O Projeto de Lei Complementar (PLP) 30/25, atualmente em análise na Câmara dos Deputados, propõe uma mudança significativa na avaliação do impacto do Imposto Seletivo (IS), passando de uma periodicidade quinquenal para uma avaliação anual. Esta proposta visa alterar a regulamentação estabelecida pela Lei Complementar 214/25, que introduziu a reforma tributária no país.

Segundo o autor da proposta, o deputado Nilto Tatto (PT-SP), a lógica de avaliação quinquenal se mostra inadequada, uma vez que o IS desempenha um papel crucial na preservação do meio ambiente. Tatto argumenta que “esse tipo de tributação, para ser eficiente, demanda uma adaptação constante para cumprir com sua função extrafiscal. Dessa forma, quando não alcança o chamado ‘lucro ambiental’, ele deve ser revisto”.

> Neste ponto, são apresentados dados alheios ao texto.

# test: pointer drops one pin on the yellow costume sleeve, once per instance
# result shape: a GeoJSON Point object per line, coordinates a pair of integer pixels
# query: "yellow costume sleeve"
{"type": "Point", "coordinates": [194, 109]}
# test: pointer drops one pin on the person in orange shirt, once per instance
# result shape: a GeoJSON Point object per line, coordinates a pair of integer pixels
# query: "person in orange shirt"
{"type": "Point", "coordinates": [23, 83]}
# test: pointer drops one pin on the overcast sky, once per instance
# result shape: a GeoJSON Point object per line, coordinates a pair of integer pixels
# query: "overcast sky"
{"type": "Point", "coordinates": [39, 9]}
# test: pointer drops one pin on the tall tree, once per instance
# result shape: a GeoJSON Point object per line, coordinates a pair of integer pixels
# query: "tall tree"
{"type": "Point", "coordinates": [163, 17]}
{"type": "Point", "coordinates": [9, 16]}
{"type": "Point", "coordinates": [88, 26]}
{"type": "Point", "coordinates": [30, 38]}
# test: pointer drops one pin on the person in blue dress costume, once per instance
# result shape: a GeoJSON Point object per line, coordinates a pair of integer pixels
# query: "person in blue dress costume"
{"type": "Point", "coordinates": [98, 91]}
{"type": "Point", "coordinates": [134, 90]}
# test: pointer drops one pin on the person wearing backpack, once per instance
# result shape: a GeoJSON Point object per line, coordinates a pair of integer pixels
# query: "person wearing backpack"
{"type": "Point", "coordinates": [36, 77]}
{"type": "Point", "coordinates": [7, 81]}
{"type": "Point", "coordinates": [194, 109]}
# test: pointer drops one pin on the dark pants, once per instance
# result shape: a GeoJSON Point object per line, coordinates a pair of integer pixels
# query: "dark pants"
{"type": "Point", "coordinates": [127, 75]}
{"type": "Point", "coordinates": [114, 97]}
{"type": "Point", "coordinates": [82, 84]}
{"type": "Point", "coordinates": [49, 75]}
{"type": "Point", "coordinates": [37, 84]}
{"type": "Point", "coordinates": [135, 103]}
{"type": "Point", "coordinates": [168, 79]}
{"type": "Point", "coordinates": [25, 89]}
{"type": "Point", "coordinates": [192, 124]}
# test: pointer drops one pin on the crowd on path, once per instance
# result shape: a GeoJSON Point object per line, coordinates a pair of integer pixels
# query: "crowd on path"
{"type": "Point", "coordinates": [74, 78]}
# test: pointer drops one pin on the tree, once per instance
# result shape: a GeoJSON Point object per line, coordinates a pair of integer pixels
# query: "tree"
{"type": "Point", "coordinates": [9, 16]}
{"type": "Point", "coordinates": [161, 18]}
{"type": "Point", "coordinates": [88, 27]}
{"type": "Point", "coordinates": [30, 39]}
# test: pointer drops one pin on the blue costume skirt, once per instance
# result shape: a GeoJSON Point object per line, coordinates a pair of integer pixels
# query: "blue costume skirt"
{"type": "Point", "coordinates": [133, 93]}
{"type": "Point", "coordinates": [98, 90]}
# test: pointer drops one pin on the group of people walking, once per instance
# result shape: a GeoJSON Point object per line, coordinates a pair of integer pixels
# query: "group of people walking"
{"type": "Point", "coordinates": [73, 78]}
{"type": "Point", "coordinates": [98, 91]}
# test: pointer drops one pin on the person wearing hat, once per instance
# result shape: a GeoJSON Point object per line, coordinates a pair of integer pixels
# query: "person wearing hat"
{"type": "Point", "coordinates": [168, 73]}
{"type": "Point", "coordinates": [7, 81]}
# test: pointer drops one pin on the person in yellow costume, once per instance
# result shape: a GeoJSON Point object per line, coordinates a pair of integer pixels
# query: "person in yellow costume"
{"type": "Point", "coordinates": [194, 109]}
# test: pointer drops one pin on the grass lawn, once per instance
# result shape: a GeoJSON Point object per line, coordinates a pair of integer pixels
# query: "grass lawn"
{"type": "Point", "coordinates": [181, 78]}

O Imposto Seletivo foi concebido para taxar o consumo de produtos que possuem um impacto negativo sobre a saúde pública e o meio ambiente, englobando itens como cigarros, automóveis poluentes e refrigerantes. A proposta do PLP 30/25 busca aprofundar a avaliação do tributo, incluindo critérios de eficiência extrafiscal, que poderão ser utilizados para sugerir alterações nas alíquotas, como a tributação ou isenção de determinados produtos ou atividades.

Do ponto de vista jurídico, a mudança proposta deve ser analisada à luz do Artigo 145 da Constituição Federal, que traz princípios da capacidade contributiva e da progressividade na tributação. A implementação de avaliações anuais pode se alinhar a esses princípios, permitindo maior flexibilidade na resposta do Estado às demandas sociais e ambientais. Além disso, a avaliação frequente pode garantir uma melhor transparência e accountability na gestão do IS.

“A mudança na periodicidade das avaliações é uma oportunidade para que o legislador atenda demandas emergentes e ajuste a tributação às necessidades sociais e ambientais”, destacou o especialista em direito tributário, Dr. Carlos Almeida.

Com a tramitação do PLP 30/25, que passará pelas comissões de Meio Ambiente e Desenvolvimento Sustentável, de Finanças e Tributação, e de Constituição e Justiça e de Cidadania antes de seguir ao Plenário da Câmara, observa-se uma tendência crescente na busca por um sistema tributário mais dinâmico e responsivo. Os impactos dessa medida podem ser profundos, uma vez que uma avaliação mais frequente do IS poderá resultar em políticas públicas mais eficazes e alinhadas aos objetivos de desenvolvimento sustentável, além de fomentar um debate mais robusto sobre o papel da tributação na promoção da saúde e proteção ambiental.